His elder son, John Parry (d. 1677), bishop of Ossory, was born in Dublin. Initially educated at TCD, he entered Jesus College, Oxford, where he graduated MA (1651) and was elected a fellow. He graduated BD at Oxford (1661), and subsequently MA (ad eund) and DD (1662) at TCD. Following the restoration of the monarchy, he became chaplain to the now duke of Ormond, and held cures on both sides of the Irish sea. He was treasurer of Christ Church, Dublin (February–June 1661), prebend of Stagonil, St Patrick's cathedral (1661–2), and rector of St James of Jerusalem in Cork (1664). He was at the same time rector of Hope (St Asaph), Flintshire (1660), and prebend of Bugthorpe, York (1663). He seems to have settled in Ireland by 1666, when he was appointed dean of Christ Church cathedral on 2 April 1666, a post he held until his death. On 28 April 1672 he was consecrated bishop of Ossory, where he gained a reputation as a learned and generous prelate. He devoted himself to upholding the rights of his poverty-stricken clergymen and to repairing his ravaged diocese, spending heavily on restoring his episcopal palace and on providing bells for his cathedral. With the aid of his patron, Ormond, he recovered impropriated church property. His published works include Years well-directed; or pious reflections on Our Saviour's sufferings (Oxford, 1670) and A sermon on Nehemiah XIII, 14 (Oxford, 1673). He died 21 December 1677 in Dublin and was buried in the same tomb as his father at St Audoen's. Married to Constance Kennedy, daughter of Sir Richard Kennedy, baronet, he was survived by his son George.

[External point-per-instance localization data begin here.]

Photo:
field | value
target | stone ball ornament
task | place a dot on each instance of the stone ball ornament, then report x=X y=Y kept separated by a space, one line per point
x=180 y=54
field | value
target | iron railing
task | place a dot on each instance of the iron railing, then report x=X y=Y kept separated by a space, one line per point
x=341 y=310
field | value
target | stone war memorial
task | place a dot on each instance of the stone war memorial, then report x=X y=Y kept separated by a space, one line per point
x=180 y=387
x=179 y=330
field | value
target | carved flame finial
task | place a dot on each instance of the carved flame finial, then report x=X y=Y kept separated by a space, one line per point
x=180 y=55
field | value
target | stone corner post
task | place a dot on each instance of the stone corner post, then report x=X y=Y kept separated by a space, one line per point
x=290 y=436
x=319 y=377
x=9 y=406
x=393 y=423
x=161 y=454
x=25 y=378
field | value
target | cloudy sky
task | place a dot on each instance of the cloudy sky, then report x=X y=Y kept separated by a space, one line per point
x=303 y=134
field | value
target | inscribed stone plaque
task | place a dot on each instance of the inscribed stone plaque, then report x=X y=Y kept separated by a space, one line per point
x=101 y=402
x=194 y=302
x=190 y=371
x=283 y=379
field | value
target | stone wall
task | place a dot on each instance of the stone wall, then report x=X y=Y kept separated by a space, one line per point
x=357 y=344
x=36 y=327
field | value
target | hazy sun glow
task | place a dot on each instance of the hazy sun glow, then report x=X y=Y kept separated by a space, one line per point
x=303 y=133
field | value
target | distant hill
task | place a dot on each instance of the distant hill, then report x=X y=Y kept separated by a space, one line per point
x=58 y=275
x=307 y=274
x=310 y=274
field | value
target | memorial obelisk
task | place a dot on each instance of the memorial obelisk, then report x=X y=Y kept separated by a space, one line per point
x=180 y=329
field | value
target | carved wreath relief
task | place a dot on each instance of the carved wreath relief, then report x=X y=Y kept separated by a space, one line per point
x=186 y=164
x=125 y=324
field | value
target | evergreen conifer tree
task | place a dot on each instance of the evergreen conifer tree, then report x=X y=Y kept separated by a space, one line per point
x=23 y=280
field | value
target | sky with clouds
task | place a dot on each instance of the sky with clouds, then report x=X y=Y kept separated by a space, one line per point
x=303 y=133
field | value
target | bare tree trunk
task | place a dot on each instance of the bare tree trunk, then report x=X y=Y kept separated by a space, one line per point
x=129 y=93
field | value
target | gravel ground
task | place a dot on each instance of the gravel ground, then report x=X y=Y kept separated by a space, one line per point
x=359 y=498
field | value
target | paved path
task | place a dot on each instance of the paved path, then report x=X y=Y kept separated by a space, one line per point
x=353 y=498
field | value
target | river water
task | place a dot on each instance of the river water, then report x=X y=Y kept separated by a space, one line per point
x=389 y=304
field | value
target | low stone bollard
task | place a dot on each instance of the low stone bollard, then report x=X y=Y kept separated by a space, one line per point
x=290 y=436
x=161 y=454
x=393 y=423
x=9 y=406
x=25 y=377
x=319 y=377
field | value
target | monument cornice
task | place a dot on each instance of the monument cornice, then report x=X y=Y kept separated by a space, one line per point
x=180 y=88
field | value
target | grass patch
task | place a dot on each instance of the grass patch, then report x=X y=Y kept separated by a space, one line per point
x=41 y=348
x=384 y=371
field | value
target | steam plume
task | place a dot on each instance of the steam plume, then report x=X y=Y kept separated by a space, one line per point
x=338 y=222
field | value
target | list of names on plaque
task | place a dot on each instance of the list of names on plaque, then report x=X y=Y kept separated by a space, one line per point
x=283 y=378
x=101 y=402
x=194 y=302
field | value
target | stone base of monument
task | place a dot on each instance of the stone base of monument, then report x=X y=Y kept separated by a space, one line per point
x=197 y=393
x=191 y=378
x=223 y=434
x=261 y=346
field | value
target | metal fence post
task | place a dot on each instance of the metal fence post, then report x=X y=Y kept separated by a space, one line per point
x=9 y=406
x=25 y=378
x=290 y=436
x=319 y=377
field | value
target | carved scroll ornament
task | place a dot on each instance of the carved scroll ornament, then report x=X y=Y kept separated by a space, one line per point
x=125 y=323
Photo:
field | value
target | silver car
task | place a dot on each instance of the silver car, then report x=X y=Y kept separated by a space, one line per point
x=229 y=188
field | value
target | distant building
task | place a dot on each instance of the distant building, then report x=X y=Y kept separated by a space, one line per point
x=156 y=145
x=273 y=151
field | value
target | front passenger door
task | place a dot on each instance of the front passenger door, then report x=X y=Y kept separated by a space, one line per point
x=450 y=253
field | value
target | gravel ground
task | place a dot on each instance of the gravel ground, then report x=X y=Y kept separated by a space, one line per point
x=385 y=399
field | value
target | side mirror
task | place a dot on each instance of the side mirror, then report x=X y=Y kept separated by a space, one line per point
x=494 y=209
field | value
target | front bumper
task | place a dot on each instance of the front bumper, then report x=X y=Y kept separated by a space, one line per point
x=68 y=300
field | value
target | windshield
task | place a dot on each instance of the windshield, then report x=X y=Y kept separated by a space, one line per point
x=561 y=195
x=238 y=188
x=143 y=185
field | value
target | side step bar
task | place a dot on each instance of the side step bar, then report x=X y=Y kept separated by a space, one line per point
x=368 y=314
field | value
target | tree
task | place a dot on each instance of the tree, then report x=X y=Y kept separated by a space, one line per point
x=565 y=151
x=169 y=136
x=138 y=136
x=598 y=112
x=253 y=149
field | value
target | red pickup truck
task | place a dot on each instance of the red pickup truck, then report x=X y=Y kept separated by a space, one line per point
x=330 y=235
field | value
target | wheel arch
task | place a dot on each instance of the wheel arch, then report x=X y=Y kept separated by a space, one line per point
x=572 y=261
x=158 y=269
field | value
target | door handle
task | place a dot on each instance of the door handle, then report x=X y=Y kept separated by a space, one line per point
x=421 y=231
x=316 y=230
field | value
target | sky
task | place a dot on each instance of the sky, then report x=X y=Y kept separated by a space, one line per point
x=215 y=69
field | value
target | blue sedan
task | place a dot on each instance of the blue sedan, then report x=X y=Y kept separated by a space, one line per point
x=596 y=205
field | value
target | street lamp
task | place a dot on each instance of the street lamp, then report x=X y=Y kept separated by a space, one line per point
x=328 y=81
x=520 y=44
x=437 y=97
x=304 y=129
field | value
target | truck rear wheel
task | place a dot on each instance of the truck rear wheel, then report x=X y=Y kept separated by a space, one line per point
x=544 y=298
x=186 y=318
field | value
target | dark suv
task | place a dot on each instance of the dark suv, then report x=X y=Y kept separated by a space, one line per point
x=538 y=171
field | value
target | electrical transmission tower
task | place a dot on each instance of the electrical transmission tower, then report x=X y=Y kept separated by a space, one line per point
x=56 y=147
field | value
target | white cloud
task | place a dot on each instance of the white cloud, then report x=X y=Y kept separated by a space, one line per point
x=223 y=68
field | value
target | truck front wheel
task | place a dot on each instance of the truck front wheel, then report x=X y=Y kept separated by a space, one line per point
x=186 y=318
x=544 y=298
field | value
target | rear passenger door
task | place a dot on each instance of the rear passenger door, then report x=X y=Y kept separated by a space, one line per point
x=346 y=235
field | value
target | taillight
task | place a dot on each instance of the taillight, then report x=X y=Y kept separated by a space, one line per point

His brother Benjamin Parry (1634–78), bishop of Ossory, was baptised in St Michan's in Dublin on 1 March 1634 and was admitted to Trinity College there on 5 December 1648. In late 1650 he travelled to England with his brother and matriculated at Jesus College, Oxford, on 20 March 1650, graduating BA (10 February 1652), MA (30 May 1654), BD (12 July 1662), and DD (9 July 1670). Elected a fellow of Corpus Christ College, Oxford in 1660, he was afterwards professor of Greek in the university. He held a number of clerical positions in England and Wales: rector of Hope in Flintshire (1666–77), Llaniestyn in Wales (1667), Godington in Oxfordshire (1668), and St Antholin's in London (1671–4). He returned to Ireland about 1672 to serve as chaplain to Arthur Capel (qv), earl of Essex, the newly appointed lord lieutenant. His closeness to both Essex and to his family's longstanding patron, Ormond, enabled him to accumulate further clerical offices in Ireland. He was prebend of St Michan's, Christ Church cathedral (1672–4), prebend of Castleknock, St Patrick's cathedral (1673), dean of Ossory (1674–5), rector of Callan (1674–5) and dean of St Patrick's cathedral (1675–8). In 1673 he preached before Essex in Christ Church cathedral on the anniversary of the execution of Charles I and inveighed against protestant non-conformists of all stripes, urging Essex to enforce the laws against them. He succeeded his brother as bishop of Ossory, being consecrated on 27 January 1678. However, he did not survive this elevation long enough to leave his mark and died 4 October 1678 at Kilkenny. He was buried in Dublin at St Audoen's, in the same tomb as his brother and father, on 7 October. Apparently unhappily married to Elizabeth Barrington (d. 1679), he was survived by at least two sons.